While actions under § 16(b) of the FLSA have been held to require a jury trial upon demand,[4] such actions are for damages alone. Because there is no provision for any equitable relief under § 16(b), an action for reinstatement and back pay may be more analogous to § 17 of the FLSA than to § 16(b), for purposes of determining the applicability of the Seventh Amendment to prayers for back pay under the ADEA. Under § 17, the Secretary of Labor may enjoin violations of the FLSA and compel employers to pay their employees monetary compensation that was unlawfully withheld from them, in violation of the FLSA. It is settled that actions under § 17 of the FLSA do not require a jury trial upon demand. Sullivan v. Wirtz, 359 F.2d 426 (5th Cir.), cert. denied, 385 U.S. 852, 87 S.Ct. 94, 17 L.Ed.2d 80 (1966); Wirtz v. Jones, supra; Hodgson v. Stewart In-Fra-Red Commissary, Inc., 370 F.Supp. 503 (E.D.Pa.1973); Wirtz v. Gibson Products Co., 275 F.Supp. 86 (D.Okla.1967). Similarly an action for back pay under the ADEA is not a "routine contract action" for the collection of a debt, Rogers, supra at 838. Rather, it is an action undertaken partly in the public interest to deter discrimination in employment, and to obtain funds that were not paid as a result of an employer's unlawful conduct, in violation of the ADEA. Violations of § 17 of the FLSA and of § 626 of the ADEA are both considered to be violations of § 15 of the FLSA.

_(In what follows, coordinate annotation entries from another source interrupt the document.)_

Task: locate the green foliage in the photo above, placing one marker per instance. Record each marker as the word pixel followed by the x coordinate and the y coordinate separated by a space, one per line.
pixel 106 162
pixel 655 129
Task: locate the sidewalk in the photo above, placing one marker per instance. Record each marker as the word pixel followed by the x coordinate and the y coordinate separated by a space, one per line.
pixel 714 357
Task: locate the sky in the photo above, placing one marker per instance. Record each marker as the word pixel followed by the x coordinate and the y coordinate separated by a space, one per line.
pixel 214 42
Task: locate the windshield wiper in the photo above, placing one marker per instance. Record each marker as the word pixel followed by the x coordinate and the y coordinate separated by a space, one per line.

In summary, we hold that whether an action under the ADEA is analogized to one under the FLSA or to one under Title VII, a jury trial on demand is not required. General punitive and compensatory damages cannot be obtained under § 626. Further, the ADEA does not permit a jury trial on the issue of liquidated damages, which remedy was derived from the example of § 16(b) of the FLSA. Nor, by analogy to Title VII and to § 17 of the FLSA, does § 626 authorize a jury trial on the issue of back pay, which is principally a restitutionary, equitable remedy for purposes of the ADEA. The discretion given to the court under § 626 to determine the appropriate remedies in each case for effectuating the purposes of the ADEA also makes a jury trial inappropriate. Finally, it would be anomalous to hold that a jury trial is required *222 to remedy age discrimination in employment, but not to remedy discrimination in employment based on race, sex, national origin, and religion.

V.

ACCORDINGLY, it is hereby ORDERED that Western Bancorporation's Motion to Dismiss is GRANTED. It is further ORDERED that Defendant Continental National Bank's Motion to Strike Plaintiff's claims for compensatory and punitive damages, for jury trial, and for damages allegedly resulting from the intentional infliction of emotional distress, is GRANTED.

NOTES

[1] A bank holding company which controls, or owns entirely, Defendant Continental National Bank.

[2] A prayer for monetary relief is not always sufficient to invoke the Seventh Amendment. Curtis, supra 415 U.S. at 196, 94 S.Ct. 1005.

[3] We also note that it is in the interest of uniformity of case law that a court decide when back pay is appropriate under the ADEA.

[4] Jackson v. Airways Parking Co., 297 F.Supp. 1366, 1383-1384 (N.D.Ga.1969) held that a mixed issue of fact and law under § 16(b) was not "readily susceptible of jury determination," and therefore did not require a jury trial.